Actor, director and writer Jo Kukathas expressed her confidence that Malaysian theatre could continue to be an avenue for open expression, differing opinions, tolerance, empathy and understanding.
“Most people in the arts are trying to tell minority stories that aren’t often heard, which is important because when you hear your story reflected back, it’s very powerful.”
She said arts and culture were constantly evolving and theatre was no different, adding that playwrights always try to respond to the changing face of the country.
‘And Then Came Spring’, a play Kukathas co-directed with Saleh Sepas of Parastoo Theatre earlier this year, is reflective of this.
It tells the tale of a 14-year-old Afghan girl, Nazanin, who dreams of going to school but is sold off by her father to settle his debts.

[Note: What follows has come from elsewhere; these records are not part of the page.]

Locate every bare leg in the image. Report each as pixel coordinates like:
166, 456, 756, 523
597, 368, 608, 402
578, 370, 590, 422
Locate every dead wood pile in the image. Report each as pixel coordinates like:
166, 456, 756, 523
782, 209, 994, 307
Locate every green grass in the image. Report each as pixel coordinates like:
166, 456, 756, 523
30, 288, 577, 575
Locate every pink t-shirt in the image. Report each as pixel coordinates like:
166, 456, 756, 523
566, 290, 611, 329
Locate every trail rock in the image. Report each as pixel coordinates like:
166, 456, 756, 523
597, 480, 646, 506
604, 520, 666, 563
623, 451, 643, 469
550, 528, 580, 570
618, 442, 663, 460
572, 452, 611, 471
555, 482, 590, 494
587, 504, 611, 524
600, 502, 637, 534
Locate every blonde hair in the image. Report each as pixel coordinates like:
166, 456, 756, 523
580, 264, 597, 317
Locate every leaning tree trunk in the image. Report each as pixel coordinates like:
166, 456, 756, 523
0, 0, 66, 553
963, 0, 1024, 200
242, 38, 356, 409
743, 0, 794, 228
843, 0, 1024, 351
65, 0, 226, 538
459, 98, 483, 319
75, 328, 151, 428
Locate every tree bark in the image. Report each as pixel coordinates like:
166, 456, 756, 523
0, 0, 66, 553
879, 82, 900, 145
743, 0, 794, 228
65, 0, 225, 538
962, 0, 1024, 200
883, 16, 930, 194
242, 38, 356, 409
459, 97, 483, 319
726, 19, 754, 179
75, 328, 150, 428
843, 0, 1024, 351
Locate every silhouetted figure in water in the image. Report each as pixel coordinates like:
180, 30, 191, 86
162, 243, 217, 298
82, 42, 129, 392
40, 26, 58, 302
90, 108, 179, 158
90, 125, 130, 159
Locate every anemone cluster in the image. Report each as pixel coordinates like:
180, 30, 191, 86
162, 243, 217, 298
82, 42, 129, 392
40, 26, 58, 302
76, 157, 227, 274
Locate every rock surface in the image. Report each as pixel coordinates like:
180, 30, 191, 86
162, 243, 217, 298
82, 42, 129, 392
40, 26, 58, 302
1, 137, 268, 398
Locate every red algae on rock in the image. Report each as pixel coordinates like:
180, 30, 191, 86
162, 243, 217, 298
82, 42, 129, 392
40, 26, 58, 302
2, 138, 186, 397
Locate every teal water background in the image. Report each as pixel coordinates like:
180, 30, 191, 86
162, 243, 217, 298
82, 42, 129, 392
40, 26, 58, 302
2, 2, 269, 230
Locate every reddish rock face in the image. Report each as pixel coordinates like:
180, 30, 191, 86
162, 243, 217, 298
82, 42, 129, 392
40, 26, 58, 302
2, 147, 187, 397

Nazanin then finds herself married to a man twice her age and is soon with child.
Kukathas’ theatre company, Instant Café, collaborated with Parastoo Theatre, a troupe of Afghan refugees in Kuala Lumpur, to stage the play.
“I wanted Instant Café to do this collaboration because there are a lot of new migrants in Malaysia now and refugees speaking different languages.
“There was so much xenophobia during the pandemic, I felt we should listen to their stories and why these refugees ended up in Malaysia rather than just being suspicious of them and unaware of their humanity,” she said.
Kukathas urged audiences to watch plays about lives and experiences different from their own in order to be challenged and to expand their perceptions.
“The purpose of art is to destabilise, not to maintain the status quo,” she said.